Numa altura em que a democracia portuguesa atravessa a sua maior crise ideológica e o descontentamento justo dos professores os aconselha a não dar a sua mão a quem sempre a rejeitou, resta a cada um destes eleitores um dilema de difícil resolução. Estão indecisos entre um voto de merecido desacato ou um voto de vigilância democrática. O voto dos professores balança entre o sobressalto e o zelo.

É imperativo que se recorde que a gritaria é sempre legítima quando o poder é desmazelado. E que a algazarra nasce do descuido ideológico e do desleixo ético de um poder instituído durante décadas. Se o mundo atravessa hoje uma pulsão antidemocrática ela nasceu da inépcia prática de uma autoridade ignorante e cúpida. Não proporcionou aos seus cidadãos os serviços e os benefícios que todos os meses, todos os dias, pagaram para ter. Foi a incúria que entregou esta oportunidade aos exaustos e o ouro aos bandidos.

A bolsa ou a vida?

Da defesa à cultura, passando pela justiça e saúde, garantir que o serviço público de um Estado se apetrecha sempre de guelra fresca e mais qualidade representa a mais elementar forma de garantir a sustentabilidade de um regime. Qualquer que ele seja.

Cansados de palavras e ávidos de gestos significantes os professores não se irão apagar gradualmente pelo simples facto de que não reclamam o impossível.

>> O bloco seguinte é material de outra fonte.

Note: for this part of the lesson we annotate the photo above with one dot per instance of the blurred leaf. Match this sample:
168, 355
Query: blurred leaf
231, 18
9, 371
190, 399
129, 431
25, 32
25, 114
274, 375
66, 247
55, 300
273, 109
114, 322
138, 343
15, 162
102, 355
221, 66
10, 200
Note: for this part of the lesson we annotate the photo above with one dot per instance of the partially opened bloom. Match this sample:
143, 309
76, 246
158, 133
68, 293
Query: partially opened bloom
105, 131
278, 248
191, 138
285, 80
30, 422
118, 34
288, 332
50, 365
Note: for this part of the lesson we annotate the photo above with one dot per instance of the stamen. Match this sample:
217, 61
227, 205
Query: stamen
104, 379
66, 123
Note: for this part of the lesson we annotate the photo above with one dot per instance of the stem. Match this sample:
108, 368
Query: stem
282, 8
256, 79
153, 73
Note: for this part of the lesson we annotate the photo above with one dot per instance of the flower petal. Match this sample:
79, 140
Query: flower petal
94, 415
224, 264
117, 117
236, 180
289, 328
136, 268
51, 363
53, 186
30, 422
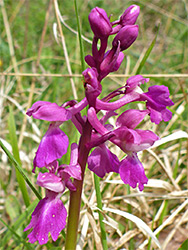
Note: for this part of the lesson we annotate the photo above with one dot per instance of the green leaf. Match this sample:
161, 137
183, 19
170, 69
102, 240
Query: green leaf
21, 171
147, 53
184, 246
12, 207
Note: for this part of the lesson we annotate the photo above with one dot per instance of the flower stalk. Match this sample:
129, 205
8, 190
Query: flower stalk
95, 131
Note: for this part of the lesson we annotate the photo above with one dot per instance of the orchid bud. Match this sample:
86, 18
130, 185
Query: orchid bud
91, 77
126, 36
100, 23
130, 15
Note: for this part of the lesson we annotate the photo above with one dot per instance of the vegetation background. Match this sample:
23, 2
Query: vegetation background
39, 51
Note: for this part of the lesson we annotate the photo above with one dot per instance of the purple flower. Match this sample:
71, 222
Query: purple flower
134, 81
100, 23
132, 172
49, 112
130, 15
53, 146
51, 182
157, 100
102, 161
49, 216
133, 140
111, 62
131, 118
72, 170
92, 85
126, 36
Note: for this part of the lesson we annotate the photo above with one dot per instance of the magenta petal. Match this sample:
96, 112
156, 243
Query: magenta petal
49, 216
51, 182
52, 147
132, 172
131, 118
157, 100
135, 81
71, 171
49, 112
102, 161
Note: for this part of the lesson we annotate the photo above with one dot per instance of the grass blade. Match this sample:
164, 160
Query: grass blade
21, 171
147, 53
15, 150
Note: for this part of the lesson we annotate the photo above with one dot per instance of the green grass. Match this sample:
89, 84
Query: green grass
163, 197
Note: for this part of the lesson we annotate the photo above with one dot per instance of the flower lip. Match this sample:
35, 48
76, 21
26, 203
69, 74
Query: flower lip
100, 23
127, 35
49, 112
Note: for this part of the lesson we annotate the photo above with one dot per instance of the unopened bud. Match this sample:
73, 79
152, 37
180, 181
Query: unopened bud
130, 15
100, 23
126, 36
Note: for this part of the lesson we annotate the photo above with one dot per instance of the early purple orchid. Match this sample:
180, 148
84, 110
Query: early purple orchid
50, 214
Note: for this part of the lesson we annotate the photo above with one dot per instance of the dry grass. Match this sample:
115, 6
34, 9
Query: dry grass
51, 71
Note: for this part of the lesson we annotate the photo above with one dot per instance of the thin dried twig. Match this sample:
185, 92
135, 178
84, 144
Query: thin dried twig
57, 12
33, 80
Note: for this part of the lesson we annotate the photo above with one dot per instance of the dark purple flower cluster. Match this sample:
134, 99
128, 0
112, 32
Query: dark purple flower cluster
50, 214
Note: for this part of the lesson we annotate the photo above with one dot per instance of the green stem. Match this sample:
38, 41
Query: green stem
75, 197
99, 204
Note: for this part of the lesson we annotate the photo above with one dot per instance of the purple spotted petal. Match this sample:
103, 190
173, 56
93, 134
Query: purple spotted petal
49, 112
51, 182
102, 161
134, 140
131, 118
132, 172
52, 147
135, 81
157, 100
49, 216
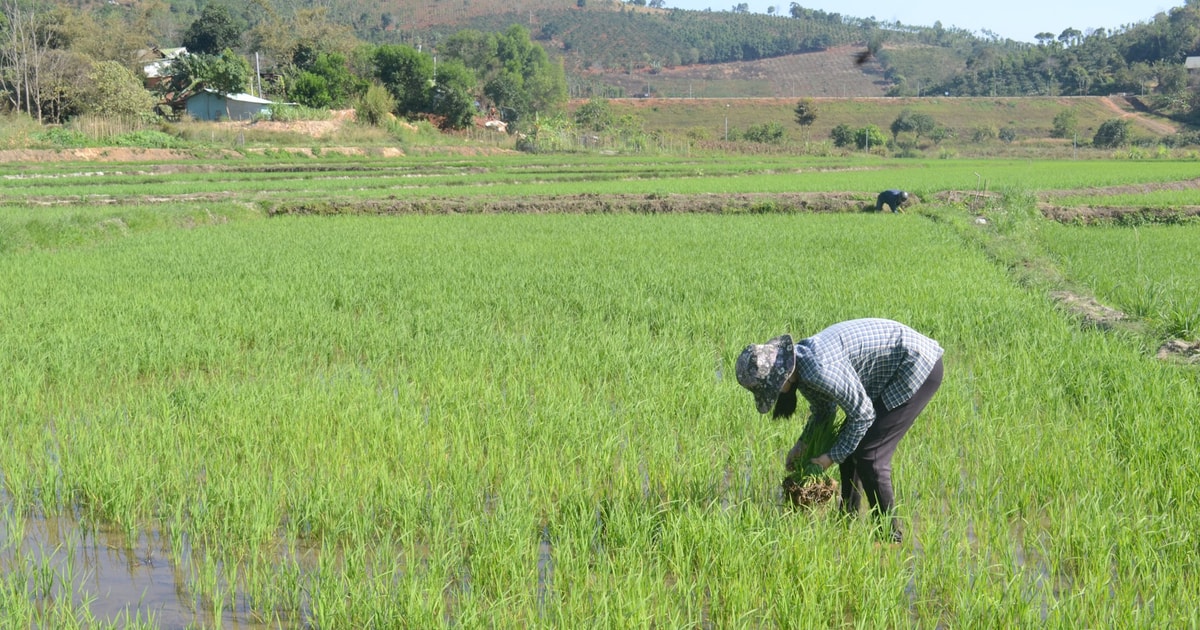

São pragmáticos. Não querem tudo para “ontem” como é costume em todos os radicalismos.

Ninguém compreende o afã esgotante e moído em melindrar e desconsiderar os protestos dos professores, sem razão que a evidência financeira sustente. Mudar o sentido de voto para vencer uma batalha representa uma opção real que foi colocada aos professores. Escolher entre a bolsa e a vida pode levar a que se ganhe uma batalha, mas também a que se perca uma guerra. Será que vamos a tempo?